On the other hand, a limitation of the self-controlled cohort design is that it does not control for time-variant confounding, such as age or concomitant medication use. Because observations were limited to a concise period during which patients were being treated and the time immediately prior, the effects of these biases were partially mitigated; however, any immediate changes that occurred during this period, especially those that occurred at the same time the patient started taking memantine, could confound the results. Another important limitation to this study design is the effect of temporal sequencing of disease, treatment, and comorbid or causal conditions. For example, memantine is used to treat dementia, which may be caused by an ischemic stroke. In this case, stroke precedes both the onset of dementia and the treatment of memantine. In our study design, memantine would have demonstrated protection against stroke, because the outcome of stroke occurs more often prior to initiation of the exposure than it does after, independent of whether there is any direct causality between memantine and stroke. To avoid reporting such erroneous findings, conditions where we believed this temporal bias was occurring were removed. Similarly, off-label use of memantine for other conditions could bias the findings to show protective effects for these conditions. Off-label use has recently been studied [46], including the self-medication with memantine to treat conditions such as anxiety, depression, attention-deficit hyperactivity disorder, and obsessive-compulsive disorder. While such use could lead to bias in our results, it is unlikely to be a common enough behavior to account for the majority of the observed effect.

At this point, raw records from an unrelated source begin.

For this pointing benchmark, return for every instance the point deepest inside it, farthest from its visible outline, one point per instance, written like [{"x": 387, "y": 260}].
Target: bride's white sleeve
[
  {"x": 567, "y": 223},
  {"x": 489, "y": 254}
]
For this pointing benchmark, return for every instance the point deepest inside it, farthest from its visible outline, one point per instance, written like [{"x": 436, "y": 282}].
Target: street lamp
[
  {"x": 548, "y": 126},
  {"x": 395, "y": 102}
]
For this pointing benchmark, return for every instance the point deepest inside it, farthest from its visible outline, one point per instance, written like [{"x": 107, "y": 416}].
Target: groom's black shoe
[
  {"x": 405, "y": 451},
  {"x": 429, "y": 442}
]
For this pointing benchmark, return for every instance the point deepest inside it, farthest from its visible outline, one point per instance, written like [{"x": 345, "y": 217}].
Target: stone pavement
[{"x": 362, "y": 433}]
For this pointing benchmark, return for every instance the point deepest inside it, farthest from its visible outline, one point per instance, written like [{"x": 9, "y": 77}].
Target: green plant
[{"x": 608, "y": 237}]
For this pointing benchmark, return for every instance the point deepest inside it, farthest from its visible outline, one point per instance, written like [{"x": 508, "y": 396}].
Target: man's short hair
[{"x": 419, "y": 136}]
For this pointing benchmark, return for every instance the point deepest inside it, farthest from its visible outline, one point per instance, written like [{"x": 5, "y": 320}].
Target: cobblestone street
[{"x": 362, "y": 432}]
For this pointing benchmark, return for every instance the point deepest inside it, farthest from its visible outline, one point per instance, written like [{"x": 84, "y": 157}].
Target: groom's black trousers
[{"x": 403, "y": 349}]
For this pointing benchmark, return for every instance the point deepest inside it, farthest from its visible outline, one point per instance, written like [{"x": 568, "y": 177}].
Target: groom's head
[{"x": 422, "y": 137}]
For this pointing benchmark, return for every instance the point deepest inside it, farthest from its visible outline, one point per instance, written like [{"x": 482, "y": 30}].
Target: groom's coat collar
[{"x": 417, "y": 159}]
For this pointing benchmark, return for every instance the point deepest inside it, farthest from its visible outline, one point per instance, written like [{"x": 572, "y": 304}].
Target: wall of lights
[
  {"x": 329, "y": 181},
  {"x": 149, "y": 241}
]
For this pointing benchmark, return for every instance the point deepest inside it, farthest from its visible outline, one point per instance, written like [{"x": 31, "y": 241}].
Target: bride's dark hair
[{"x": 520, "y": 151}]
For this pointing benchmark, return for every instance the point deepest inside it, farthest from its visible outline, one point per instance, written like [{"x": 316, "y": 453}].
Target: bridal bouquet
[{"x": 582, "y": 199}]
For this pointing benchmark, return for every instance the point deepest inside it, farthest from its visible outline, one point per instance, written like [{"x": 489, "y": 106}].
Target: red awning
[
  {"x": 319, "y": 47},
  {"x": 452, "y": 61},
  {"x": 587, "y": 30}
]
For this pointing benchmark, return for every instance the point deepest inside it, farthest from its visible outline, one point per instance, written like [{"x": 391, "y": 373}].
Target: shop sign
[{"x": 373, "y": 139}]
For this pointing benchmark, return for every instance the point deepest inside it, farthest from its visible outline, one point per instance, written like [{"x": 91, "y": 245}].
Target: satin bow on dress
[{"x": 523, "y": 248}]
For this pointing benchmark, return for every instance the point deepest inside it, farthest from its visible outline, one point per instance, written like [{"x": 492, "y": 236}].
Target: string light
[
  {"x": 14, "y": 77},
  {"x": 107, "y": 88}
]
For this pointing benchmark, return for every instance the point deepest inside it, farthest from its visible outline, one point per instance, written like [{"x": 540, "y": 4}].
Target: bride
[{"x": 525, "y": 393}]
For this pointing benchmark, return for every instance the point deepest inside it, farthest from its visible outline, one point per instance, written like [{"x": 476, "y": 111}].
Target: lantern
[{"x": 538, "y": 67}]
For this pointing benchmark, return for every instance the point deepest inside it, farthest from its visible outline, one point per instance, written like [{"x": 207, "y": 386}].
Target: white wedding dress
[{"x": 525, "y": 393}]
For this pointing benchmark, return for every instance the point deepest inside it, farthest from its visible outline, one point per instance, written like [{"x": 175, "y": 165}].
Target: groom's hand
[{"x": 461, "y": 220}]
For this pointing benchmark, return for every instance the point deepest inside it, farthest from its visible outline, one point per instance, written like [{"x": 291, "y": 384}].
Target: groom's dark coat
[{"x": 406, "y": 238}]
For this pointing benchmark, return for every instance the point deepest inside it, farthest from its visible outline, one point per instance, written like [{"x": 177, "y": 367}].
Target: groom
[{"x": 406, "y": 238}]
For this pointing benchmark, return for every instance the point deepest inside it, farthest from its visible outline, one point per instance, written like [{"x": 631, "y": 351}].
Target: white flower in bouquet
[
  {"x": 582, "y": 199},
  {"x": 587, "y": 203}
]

A final limitation is the reliance on administrative insurance claims data. However, we leveraged the standardized SNOMED CT classification system to define our outcomes, rather than use our own subjective definition of conditions. To avoid false positive outcomes due to a single exclusion or misdiagnosis, we required a diagnosis for the same condition to occur on at least two distinct dates. While the use of multiple diagnoses for the same condition should limit the number of ‘rule-out’ diagnoses picked up by the data, it does not correct for systematic incorrect coding of a condition throughout a patient’s history.

Conclusion

This work illustrates the use of real-world data to identify potential benefits of the NMDA receptor antagonist memantine, which could be used to identify indications for the development of brand-new NMDA receptor antagonists. Identifying new benefits of existing medications, such as memantine, may allow us to address large unmet needs in diseases where treatment options are currently limited, or in patients where existing treatments have failed. We uncovered 60 diseases for which memantine may be protective, mostly conditions related to mood and psychotic disorders, substance use disorders, and pain. The results of this study may be used to generate hypotheses for future observational, preclinical, and clinical research examining the efficacy of inhibiting the NMDA pathway in preventing or treating these conditions.

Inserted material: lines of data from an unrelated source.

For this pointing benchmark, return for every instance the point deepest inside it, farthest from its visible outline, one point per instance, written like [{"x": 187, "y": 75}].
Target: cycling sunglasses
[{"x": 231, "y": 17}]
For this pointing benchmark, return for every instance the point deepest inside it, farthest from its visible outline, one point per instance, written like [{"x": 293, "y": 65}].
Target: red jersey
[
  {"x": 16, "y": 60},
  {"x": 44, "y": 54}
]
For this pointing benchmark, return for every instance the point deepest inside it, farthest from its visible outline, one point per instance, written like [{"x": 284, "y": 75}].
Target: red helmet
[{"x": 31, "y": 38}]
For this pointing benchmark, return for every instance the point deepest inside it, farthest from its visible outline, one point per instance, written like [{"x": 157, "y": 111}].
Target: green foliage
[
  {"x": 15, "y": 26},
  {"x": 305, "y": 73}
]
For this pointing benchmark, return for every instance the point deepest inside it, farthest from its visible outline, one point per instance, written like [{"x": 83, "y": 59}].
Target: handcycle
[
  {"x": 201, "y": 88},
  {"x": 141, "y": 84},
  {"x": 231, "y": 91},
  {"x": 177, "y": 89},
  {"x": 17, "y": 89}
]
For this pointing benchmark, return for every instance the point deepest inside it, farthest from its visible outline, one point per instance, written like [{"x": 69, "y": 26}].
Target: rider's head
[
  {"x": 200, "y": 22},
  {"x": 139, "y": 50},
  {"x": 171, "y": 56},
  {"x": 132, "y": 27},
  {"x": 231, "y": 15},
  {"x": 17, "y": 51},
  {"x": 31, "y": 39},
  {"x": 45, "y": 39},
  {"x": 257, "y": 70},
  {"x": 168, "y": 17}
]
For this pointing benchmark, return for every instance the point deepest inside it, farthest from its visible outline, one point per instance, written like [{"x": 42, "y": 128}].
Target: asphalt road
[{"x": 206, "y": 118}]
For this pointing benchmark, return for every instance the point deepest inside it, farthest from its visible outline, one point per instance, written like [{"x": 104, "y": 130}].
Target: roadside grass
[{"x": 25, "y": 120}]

Below is the link to the electronic supplementary material.

Supplementary file1 (XLSX 44 KB)

Observational data can be used to identify unknown benefits of existing drugs in order to aid new drug discovery and development.

This study found large protective associations between memantine, an NMDA receptor antagonist, and conditions related to mood and psychotic disorders, substance use disorders, pain, multiple sclerosis, and gastrointestinal/colon disorders.

The results suggest that NMDA receptor inhibition may have protective effects in multiple therapeutic areas, which could aid drug discovery.